FIGURE 2. Heterogeneous expression of endogenous development-associated transcription factors in the CaMP phase. (A) Consistent with bulk RNA-Seq, upregulated TFs significantly increased expression in cells during the first 12 days of C6FAE induction compared with d0 (MEF) measured by single-cell RNA-Seq. The difference of expression for each gene is calculated as the difference of mean log₂(UMI counts+1). p-value is calculated with two samples unpaired t-test. (B) t-SNE projection of single cells with upregulated TFs list from bulk RNA-Seq during the XEN reprogramming process. d8c and d12c, cells picked from colonies of day 8 (d8c) and day 12 (d12c). (C) Expression of XEN master genes (Sox17, Sall4) and MEF master genes (Twist1, Prrx2) in the t-SNE projection. (D) Examples of gene expression of activated development-associated TFs in individual cells on the t-SNE projection. (E) Spearman correlation between each pair of the three germ layer master genes. Left top: in the color key, color indicates the value (blue to red: −1 to 1), and histogram (black curve) indicates the statistic of Spearman correlation coefficients in the heatmap. (F) Schematic diagram of stochastic activation of endogenous TFs in the CaMP state.

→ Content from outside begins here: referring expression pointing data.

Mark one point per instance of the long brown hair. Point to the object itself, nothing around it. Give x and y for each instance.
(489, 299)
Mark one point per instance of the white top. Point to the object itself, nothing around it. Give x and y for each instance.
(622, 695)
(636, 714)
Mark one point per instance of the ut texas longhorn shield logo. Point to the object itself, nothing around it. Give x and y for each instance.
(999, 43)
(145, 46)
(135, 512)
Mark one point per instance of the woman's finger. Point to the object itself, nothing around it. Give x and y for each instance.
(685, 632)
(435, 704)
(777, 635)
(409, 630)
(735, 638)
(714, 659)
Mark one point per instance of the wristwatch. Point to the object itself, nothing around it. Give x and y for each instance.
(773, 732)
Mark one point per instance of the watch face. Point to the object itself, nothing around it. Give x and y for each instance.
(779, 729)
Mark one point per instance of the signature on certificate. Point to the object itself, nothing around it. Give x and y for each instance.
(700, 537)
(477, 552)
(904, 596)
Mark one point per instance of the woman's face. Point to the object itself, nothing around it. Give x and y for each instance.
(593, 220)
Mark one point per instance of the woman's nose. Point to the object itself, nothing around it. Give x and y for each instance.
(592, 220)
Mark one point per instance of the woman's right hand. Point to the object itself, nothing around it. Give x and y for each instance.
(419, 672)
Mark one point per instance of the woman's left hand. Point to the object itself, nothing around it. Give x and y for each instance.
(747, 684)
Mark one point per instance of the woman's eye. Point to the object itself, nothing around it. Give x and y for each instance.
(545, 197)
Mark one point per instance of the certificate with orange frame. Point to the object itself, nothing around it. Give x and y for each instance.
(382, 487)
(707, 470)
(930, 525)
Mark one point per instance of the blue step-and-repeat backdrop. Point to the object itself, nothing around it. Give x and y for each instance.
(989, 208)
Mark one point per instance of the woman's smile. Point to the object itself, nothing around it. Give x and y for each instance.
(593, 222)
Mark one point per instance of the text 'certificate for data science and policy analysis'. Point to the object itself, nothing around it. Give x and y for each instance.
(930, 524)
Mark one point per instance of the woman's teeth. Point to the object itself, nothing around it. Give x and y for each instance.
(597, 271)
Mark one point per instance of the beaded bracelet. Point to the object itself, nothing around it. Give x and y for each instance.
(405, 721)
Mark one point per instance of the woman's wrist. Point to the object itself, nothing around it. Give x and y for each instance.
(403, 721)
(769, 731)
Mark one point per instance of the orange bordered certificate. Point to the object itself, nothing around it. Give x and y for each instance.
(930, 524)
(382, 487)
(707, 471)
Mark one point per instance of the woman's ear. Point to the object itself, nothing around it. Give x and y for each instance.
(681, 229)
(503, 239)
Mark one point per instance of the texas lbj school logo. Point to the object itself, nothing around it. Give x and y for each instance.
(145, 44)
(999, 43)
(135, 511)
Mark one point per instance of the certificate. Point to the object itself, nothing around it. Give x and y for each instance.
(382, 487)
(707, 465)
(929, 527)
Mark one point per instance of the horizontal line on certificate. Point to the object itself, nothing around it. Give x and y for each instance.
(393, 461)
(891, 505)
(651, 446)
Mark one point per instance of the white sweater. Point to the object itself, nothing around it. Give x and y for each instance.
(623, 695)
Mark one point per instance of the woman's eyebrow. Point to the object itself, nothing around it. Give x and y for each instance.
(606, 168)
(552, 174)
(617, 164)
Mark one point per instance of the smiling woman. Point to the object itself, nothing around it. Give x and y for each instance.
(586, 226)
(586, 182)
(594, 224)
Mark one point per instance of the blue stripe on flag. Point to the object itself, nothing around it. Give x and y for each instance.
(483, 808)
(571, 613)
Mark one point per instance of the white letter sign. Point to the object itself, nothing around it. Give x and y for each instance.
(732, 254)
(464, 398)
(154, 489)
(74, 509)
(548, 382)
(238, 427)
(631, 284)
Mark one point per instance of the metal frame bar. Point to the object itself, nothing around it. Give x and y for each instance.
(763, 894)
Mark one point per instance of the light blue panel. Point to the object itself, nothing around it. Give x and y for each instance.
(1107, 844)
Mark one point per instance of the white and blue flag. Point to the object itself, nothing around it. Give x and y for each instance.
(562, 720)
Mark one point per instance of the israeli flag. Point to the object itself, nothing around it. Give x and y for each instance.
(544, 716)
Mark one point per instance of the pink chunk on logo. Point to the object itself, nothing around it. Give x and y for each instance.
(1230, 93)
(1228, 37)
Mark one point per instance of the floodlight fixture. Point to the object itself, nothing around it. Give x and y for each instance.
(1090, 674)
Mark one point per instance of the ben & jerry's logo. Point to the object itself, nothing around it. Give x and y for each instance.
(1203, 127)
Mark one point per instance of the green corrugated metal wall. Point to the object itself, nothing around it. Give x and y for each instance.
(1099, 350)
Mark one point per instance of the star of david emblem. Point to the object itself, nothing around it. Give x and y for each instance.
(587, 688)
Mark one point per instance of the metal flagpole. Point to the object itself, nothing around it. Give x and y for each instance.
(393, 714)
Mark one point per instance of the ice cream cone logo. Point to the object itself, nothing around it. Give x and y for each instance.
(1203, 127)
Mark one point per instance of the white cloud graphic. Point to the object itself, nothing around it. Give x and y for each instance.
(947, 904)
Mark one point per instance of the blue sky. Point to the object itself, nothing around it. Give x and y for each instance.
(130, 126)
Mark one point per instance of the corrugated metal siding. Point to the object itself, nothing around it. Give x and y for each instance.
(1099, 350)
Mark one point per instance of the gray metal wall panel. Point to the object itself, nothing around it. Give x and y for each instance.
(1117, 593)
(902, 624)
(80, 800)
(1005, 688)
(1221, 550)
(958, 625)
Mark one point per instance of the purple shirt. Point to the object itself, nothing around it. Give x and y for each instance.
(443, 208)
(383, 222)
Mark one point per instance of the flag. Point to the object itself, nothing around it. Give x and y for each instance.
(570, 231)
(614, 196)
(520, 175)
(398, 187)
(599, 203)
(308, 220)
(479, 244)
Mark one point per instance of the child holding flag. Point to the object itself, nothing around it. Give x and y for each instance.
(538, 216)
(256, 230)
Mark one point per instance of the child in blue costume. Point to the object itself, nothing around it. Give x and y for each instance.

Furthermore, correlation analysis shows that the expression of three germ layer master TFs also does not cluster the genes into groups (Figure 2E). The pairs of these TFs have low Spearman correlation coefficients except that a few pairs have slightly high coefficients around 0.5, such as Irx3 and Irx5, Mafb and Mafg, and Tbx3 and Msx1 (Figure 2F). This may be due to their inherent co-expression patterns or regulation relationships during development (Reinke et al., 2010; Gaborit et al., 2012; Munshi, 2012). Thus, the endogenous expression of TFs for multiple lineages was activated more stochastically. Therefore, the early initiated plastic state was formatted as heterogeneous priming (Figure 2F).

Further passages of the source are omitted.